Ao aderir a um clube de assinatura, seja qual for, a pessoa está se comprometendo a pagar uma mensalidade a uma empresa e, em troca, receber um produto, serviço ou pacote de benefícios que fica a critério da marca.

No caso das viagens, as ofertas são diversas. É possível, por exemplo, pagar um valor mensal a uma companhia aérea a fim de se tornar um cliente fiel.
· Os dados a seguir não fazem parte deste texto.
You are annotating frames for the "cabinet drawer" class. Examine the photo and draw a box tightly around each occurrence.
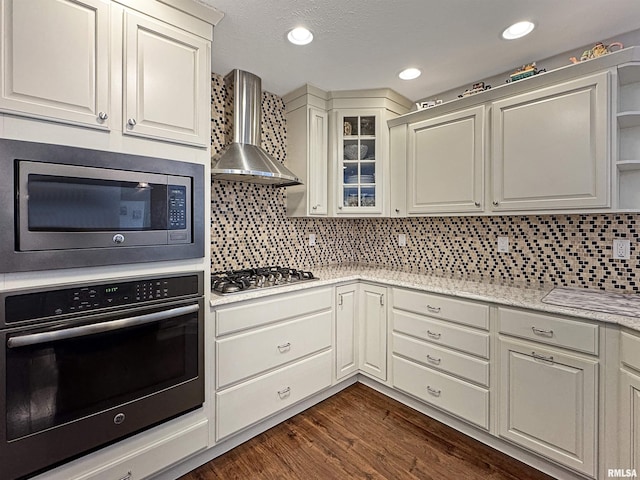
[393,355,489,430]
[216,288,333,336]
[393,288,489,330]
[216,351,331,440]
[216,311,331,387]
[620,332,640,370]
[498,308,598,355]
[393,333,489,387]
[393,310,489,358]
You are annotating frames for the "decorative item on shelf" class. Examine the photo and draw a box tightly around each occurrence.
[458,82,491,98]
[569,42,624,63]
[416,99,442,110]
[344,144,369,160]
[507,62,547,83]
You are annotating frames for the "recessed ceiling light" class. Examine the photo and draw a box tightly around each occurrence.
[287,27,313,45]
[502,21,535,40]
[398,67,422,80]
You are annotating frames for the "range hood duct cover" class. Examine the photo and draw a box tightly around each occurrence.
[211,70,302,187]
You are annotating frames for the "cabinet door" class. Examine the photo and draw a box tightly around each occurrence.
[406,106,484,215]
[619,370,640,471]
[336,110,385,215]
[307,108,329,216]
[123,11,211,146]
[336,285,358,380]
[491,72,610,211]
[0,0,109,129]
[498,340,598,476]
[358,284,387,380]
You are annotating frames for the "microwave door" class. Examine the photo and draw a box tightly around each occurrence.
[18,161,175,251]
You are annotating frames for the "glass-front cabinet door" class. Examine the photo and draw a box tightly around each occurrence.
[336,111,382,214]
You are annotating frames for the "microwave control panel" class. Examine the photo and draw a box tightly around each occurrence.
[167,185,187,230]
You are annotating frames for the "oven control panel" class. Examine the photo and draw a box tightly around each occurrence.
[3,272,203,325]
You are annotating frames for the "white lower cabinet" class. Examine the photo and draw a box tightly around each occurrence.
[335,284,358,380]
[393,355,489,430]
[358,283,387,381]
[391,288,490,430]
[618,332,640,473]
[215,288,334,440]
[498,338,598,477]
[216,351,331,440]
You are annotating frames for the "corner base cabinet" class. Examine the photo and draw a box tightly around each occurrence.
[619,331,640,472]
[358,283,387,381]
[498,339,598,477]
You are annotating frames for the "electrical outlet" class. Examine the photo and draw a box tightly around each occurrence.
[613,238,631,260]
[498,237,509,253]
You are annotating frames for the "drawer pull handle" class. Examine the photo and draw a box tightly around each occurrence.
[427,305,440,313]
[531,327,553,337]
[427,385,442,397]
[427,330,442,340]
[427,355,442,365]
[531,352,556,364]
[278,387,291,399]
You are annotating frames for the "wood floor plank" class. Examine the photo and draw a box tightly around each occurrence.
[181,383,552,480]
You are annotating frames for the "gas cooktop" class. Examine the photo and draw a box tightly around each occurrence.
[211,267,316,295]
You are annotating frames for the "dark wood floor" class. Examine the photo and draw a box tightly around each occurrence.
[181,384,552,480]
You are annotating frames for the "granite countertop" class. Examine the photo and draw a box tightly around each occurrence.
[210,264,640,332]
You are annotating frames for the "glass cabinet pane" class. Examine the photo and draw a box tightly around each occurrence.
[341,115,378,209]
[360,116,376,136]
[360,187,376,207]
[342,117,359,137]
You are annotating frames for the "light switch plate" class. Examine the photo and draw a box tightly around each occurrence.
[498,237,509,253]
[613,238,631,260]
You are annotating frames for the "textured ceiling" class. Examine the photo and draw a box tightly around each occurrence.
[199,0,640,100]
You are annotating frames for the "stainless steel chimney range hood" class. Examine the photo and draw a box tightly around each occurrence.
[211,70,302,187]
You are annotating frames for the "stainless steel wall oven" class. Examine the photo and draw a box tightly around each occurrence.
[0,139,204,272]
[0,272,204,480]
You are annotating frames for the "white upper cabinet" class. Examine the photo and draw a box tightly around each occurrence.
[406,105,485,215]
[284,85,329,217]
[0,0,213,148]
[336,110,388,215]
[0,0,109,129]
[122,11,211,146]
[388,47,640,217]
[284,85,412,217]
[491,72,610,211]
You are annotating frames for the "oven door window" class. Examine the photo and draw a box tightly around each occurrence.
[6,313,200,441]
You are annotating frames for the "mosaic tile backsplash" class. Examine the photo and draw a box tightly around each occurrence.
[211,74,640,292]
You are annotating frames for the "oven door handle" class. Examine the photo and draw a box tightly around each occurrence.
[7,303,200,348]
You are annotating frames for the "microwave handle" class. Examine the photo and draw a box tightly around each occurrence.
[7,303,200,348]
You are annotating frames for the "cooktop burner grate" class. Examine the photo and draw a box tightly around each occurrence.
[211,266,316,295]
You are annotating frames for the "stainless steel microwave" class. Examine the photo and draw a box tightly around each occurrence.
[0,139,204,272]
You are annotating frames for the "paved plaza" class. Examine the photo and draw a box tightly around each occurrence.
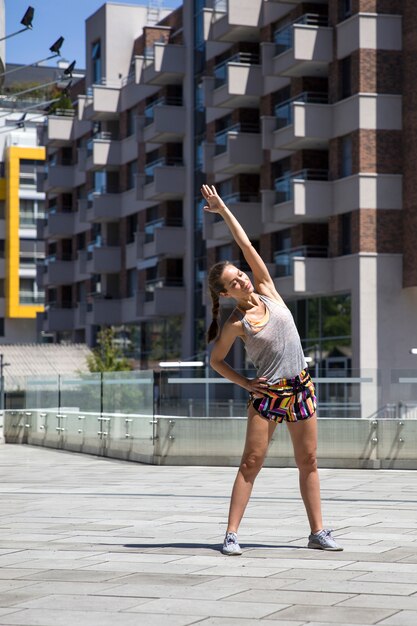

Quanto maior for o pacote escolhido, mais benefícios o viajante terá: desde entrar na lista do embarque preferencial até ter direito a despachar bagagens extra, acessar as salas VIP dos aeroportos ou ganhar um upgrade no assento do avião.

Existem ainda os clubes de assinatura pertencentes às redes hoteleiras. Neles, os clientes pagam uma mensalidade e obtêm benefícios, como descontos no momento de efetuar as reservas dos quartos, recepção prioritária, wi-fi gratuito, bebidas de boas-vindas, upgrade de acomodações e acesso ao lounge executivo dos hotéis.

Para Marcelo, os clientes devem levar em conta duas questões antes de assinarem um clube como este. “O primeiro deles é avaliar se realmente existe uma vantagem, ou seja, se o dinheiro investido nas mensalidades compensará o acesso aos serviços e produtos que estão sendo oferecidos”, indica.

O segundo tem a ver com o perfil de cada pessoa. “Ainda que pareça uma oferta irresistível, não adianta pagar se você não vai usar. Por isso, costumo indicar estes clubes somente para aqueles que se consideram viajantes frequentes: que vivem nos aeroportos e realmente vão fazer uso dos benefícios”, aconselha. Se a ideia for planejar uma viagem esporádica de férias, os clubes de assinatura podem não ser a melhor das opções.